Last reviewed 15 May 2020

Thousands of hauliers are at risk of going bust as many parts of the supply chain have ground to a halt during lockdown with 83% reporting volumes as significantly reduced while 22% have no orders at all.

These are some of the key findings of a series of surveys by the Road Haulage Association (RHA) which also found that 73% of firms say their cashflow is significantly reduced with 13% reporting no cashflow.

A summary of the survey results can be found at www.rha.uk.net.

An initial survey (4500 respondents) of both members and non-members assessed the early impact of the pandemic on haulage operators focusing on numbers of “inactive” trucks and drivers.

A second survey (1200) examined operators’ current finances, access to government support packages and volumes of work, while a third followed up those who responded to the first, asking how long they thought their businesses would survive.

The RHA received feedback from 865 firms.

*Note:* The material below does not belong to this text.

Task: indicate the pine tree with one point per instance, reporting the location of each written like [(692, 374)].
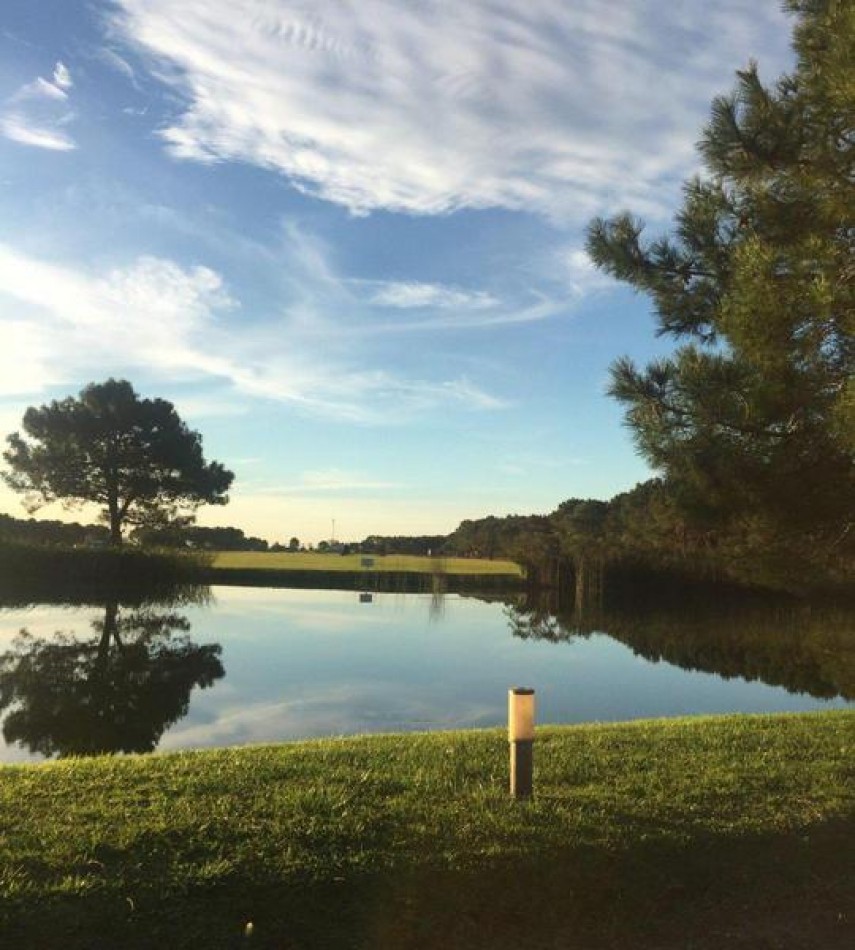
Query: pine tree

This has led Chief Executive, Richard Burnett, to warn the Government that it must recognise the key role haulage will play in recovery by doing more to help struggling firms get back on their feet.

“These figures are a staggering snapshot of the impact this crisis is having on the industry,” he said. “Many hauliers have no work but still have bills to pay and they’re finding it increasingly difficult to stay in business.”

So far, 15% of operators have applied for CBILS (Corona Business Interruption Loan Scheme) loans but almost all (95%) have had their applications rejected by banks and other lenders.

Highlighting that 46% of trucks are inactive while 25% of drivers have been furloughed, the RHA said that struggling firms need help through sustainable measures such as debt support and more flexible furlough rules to pull them through the recovery effort.